Seeing with Sound
Excerpts from “Blindness No Obstacle To Those With Sharp Ears,” All Things Considered, March 13, 2011:
Meet Daniel Kish. He's a man of many talents. He likes to hike, make music and write. He enjoys children and loves nature. He's an avid biker.
He's also completely blind.
How can Kish bike if he can't see? The method is called echolocation — Kish calls it "flash sonar." As he speeds along on his bike, he makes clicking sounds. As the clicks bounce back to him, he creates a mental image of the space around him. He's kind of like a human bat.
"It is literally a process of seeing with sound," he says.
Daniel Kish leads All Things Considered weekend host Guy Raz on a bike ride in Culver City, Los Angeles, Ca.
“I think that children are incredibly adaptable and intuitive. We know this. I work a lot with children, especially very young children. What I often tell parents when children lose their sight is — warn and support parents — to try and get themselves out of the way of the adaptation process, become more an asset to it than a liability. Because children will adapt if given support to do so and given space to do so.

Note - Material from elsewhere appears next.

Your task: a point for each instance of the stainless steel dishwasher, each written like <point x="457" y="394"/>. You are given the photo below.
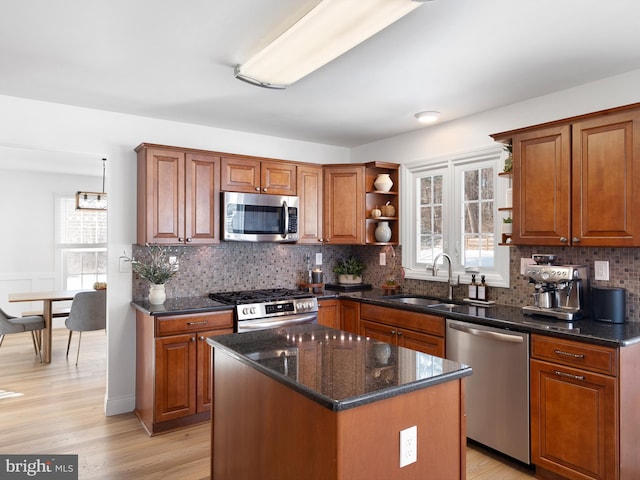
<point x="497" y="393"/>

…It’s the overall process of being willing to reach out into the environment and discover what is around them. If that discovery process is broken by introducing a situation that is not natural, such as keeping the blind child in a playpen or a crib or in the corner, or such as always guiding their hands around their environment or guiding their bodies around their environment — [you really just have to let them figure it out. Getting hurt] is part of it for any child…It is tough, but there’s still a kind of a priori difference. When a sighted child gets hurt we consider it to be unfortunate; when a blind child gets hurt we consider it to be tragic…We really need to divest ourselves of that double standard.
[At World Access for the Blind] our main focus is supporting individuals to access their environment better…It is about a philosophy that we call No Limits Philosophy which challenges us to challenge what we think we know. To challenge every boundary, every box, every limitation that we’ve either put up ourselves or allowed ourselves to be conditioned to accept.
… Conventional wisdom doesn’t favor blindness. Conventional wisdom basically favors the perpetuation of convention. Blindness is not conventional — it’s anything and everything but conventional. So we tend to challenge conventional wisdom to expand itself and accept that there are situations, circumstances which are not conventional yet which still warrant accommodation, consideration, acceptance, awareness.